Reality star and former Mr. Sandra Bullock, Jesse James,
accidentally chopped off the tip of his right pinky in a shop accident in his garage in Austin, Texas. What happened was that his glove got caught in one of the machines in his motorcycle shop and took the finger off with it. He and his wife looked around the floor for the piece of finger so they could put it on ice and bring the amputated finger with him to the hospital. When they got to the hospital, James was treated but doctors told him that his finger could not be reattached.
It is fairly common to injure the fingertips whether at home, work or play. These accidents can occur while chopping vegetables, closing car doors, handling lawnmowers and many more scenarios. Injuries almost always usually cause damage to the skin, soft tissues, bone, nail and nail bed. Oftentimes, the tips of the longer fingers tend to be injured due to their location. Additionally, they are usually the last to escape from harm’s way.
First aid treatment should be given right away in order to prevent further hand damage. First aid training is offered by many organizations and institutions such as St Mark James. Without proper first aid, a fingertip injury may lead to disruption of complex function of the hand due to the abundant number of nerves in the fingertips. If proper action is not given right away, the outcome may be deformed and disabled hands.
When the amputation occurs, immediately call for emergency medical services. Calm and comfort the casualty. If there are symptoms for shock, treat the casualty for shock. Make the casualty comfortable by either sitting or lying down. Direct pressure should be applied to the wound. Raise the injured digit above heart level. If the pressure point is known, apply direct pressure in that area only if necessary. If the bleeding persists, recheck the source of bleeding. Reapply direct pressure.
It may be easier to use constriction bandage or tourniquet in place of the compressing pressure points if the casualty is suffering from grave bleeding. However, it must be noted that this should only be done in cases of severe bleeding because applying a tourniquet may endanger reattachment of the finger. After the bleeding ceases, cover the wound with a sterile bandage to prevent bacteria from entering. If first aid materials are not available, a moist handkerchief may be used.

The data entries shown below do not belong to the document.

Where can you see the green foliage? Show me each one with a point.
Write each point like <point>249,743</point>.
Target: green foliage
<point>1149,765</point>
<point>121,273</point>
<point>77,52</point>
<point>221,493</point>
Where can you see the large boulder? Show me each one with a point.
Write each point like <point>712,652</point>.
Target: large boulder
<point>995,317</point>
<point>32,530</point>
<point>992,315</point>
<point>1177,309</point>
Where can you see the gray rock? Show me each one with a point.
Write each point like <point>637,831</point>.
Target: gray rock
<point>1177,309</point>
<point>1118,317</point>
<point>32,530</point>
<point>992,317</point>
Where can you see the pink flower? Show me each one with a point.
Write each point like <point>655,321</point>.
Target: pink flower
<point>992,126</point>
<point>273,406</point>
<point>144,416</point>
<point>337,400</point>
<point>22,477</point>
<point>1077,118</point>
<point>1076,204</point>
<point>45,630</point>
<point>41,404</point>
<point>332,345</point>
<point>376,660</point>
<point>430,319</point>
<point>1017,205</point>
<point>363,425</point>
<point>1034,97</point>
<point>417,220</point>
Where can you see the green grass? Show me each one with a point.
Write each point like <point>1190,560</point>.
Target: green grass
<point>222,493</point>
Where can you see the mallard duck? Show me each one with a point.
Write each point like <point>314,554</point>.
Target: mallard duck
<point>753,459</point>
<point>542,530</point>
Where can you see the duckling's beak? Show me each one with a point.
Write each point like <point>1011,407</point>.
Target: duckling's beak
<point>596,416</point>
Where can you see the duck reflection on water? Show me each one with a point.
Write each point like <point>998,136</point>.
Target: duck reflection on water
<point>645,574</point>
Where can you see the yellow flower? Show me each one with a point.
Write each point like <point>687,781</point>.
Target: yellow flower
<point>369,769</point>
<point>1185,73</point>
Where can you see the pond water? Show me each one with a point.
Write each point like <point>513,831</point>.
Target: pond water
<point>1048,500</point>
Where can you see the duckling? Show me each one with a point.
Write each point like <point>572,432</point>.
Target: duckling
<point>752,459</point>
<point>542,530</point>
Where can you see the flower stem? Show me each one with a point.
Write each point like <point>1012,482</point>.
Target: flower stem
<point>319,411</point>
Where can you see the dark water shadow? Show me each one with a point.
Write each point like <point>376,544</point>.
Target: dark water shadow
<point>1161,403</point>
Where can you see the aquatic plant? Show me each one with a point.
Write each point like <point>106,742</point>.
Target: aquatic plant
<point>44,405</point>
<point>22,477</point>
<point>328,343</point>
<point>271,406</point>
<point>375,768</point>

Recover the amputated finger and use a clean cloth to pick it up and gently clean the amputated digit with water. If saline solution is present, use this instead. Cover in gauze and place in a watertight bag leaving some air inside to create an air cushion. Submerge the bag with the amputated digit inside a cold bucket filled with water and ice cubes. The amputated digit should not be placed directly in ice to avoid further damage. Give to the paramedics the amputated digit. Check and monitor for signs of shock and normal breathing. Once the bleeding has been treated, check for other injuries.